The Jesuit's mind raced rapidly, desperately; formulating questions to which there was no single answer, but rather many. But maybe I'd think of them all! he realized. Okay! Then ask a question that you don't know the answer to! He could check the answer later to see if it was correct.

He waited for the laughter to ebb before hd spoke:

"Quam profundus est imus Oceanus Indicus?" What is the depth of the Indian Ocean at its deepest point?

The demon's eyes glittered: "La plume de ma tante," it rasped.

"Responde Latine."

"Bon jour! Bonne nuit!"

"Quam---"

Karras broke off as the eyes rolled upward into their sockets and the gibberish entity appeared.

Impatient and frustrated, Karras demanded, "Let me speak to the demon again!" No answer.
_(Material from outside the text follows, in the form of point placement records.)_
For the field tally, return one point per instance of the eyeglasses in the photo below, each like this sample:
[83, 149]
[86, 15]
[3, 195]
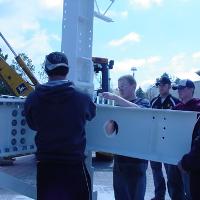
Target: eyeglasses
[181, 87]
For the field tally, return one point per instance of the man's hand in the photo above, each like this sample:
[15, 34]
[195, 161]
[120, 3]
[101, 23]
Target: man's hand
[108, 95]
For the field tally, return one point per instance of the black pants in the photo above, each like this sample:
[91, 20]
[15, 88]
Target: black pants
[63, 181]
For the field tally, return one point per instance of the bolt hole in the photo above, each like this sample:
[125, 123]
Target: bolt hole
[111, 128]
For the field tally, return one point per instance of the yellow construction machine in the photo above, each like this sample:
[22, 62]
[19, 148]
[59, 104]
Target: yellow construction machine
[15, 83]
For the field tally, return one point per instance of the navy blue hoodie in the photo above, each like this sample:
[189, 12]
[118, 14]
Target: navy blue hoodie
[58, 112]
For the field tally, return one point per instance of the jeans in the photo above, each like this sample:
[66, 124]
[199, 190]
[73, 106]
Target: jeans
[129, 179]
[63, 181]
[174, 181]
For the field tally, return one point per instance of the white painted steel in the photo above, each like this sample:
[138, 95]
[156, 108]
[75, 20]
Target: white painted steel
[159, 135]
[77, 37]
[14, 184]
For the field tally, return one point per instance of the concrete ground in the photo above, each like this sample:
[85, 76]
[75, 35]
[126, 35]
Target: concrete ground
[24, 169]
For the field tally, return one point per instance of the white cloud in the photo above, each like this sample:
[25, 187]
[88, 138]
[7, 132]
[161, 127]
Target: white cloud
[145, 3]
[196, 55]
[153, 59]
[24, 31]
[182, 65]
[51, 4]
[131, 37]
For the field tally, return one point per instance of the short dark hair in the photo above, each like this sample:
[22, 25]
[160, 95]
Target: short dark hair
[59, 71]
[131, 80]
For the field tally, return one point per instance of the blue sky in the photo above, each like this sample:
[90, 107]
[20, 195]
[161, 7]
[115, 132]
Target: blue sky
[156, 36]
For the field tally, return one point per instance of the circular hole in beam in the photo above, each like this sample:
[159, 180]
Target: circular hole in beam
[111, 128]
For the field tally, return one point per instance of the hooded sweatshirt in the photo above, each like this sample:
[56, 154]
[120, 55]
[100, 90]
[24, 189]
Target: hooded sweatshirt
[58, 112]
Only the breathing from another shore.

"Quis es tu?'" he snapped hoarsely. Voice frayed.

Still the breathing.

"Let me speak to Burke Dennings!"

A hiccup. Breathing. A hiccup. Breathing.

"Let me speak to Burke Dennings!"

The hiccuping, regular and wrenching, continued. Karras shook his head. Then he walked to a chair and sat on its edge. Hunched over. Tense. Tormented. And waiting...

Time passed. Karras drowsed. Then jerked his head up. Stay awake! With blinking, heavy lids, he looked over at Regan. No hiccuping. Silent.

Sleeping?

He walked over to the bed and looked down. Eyes closed. Heavy breathing. He reached down and felt her pulse, then stooped and carefully examined her lips. They were parched. He straightened up and waited. Then at last he left the room.

He went down to the kitchen in search of Sharon; and found her at the table eating soup and a sandwich. "Can I fix you something to eat, Father Karras?" she asked him. "You must be hungry."

""Thanks, no, I'm not," he answered. Sitting down, he reached over and picked up a pencil and pad by Sharon's typewriter. "She's been hiccuping," he told her. "Have you had any Compazine prescribed?"

"Yes, we've got some."

He was writing on the pad. "Then tonight give her half of a twenty-five-milligram suppository."

"Right."

"She's beginning to dehydrate," he continued, "so I'm switching her to intravenous feedings.

First thing in the morning, call a medical-supply house and have them deliver these right away."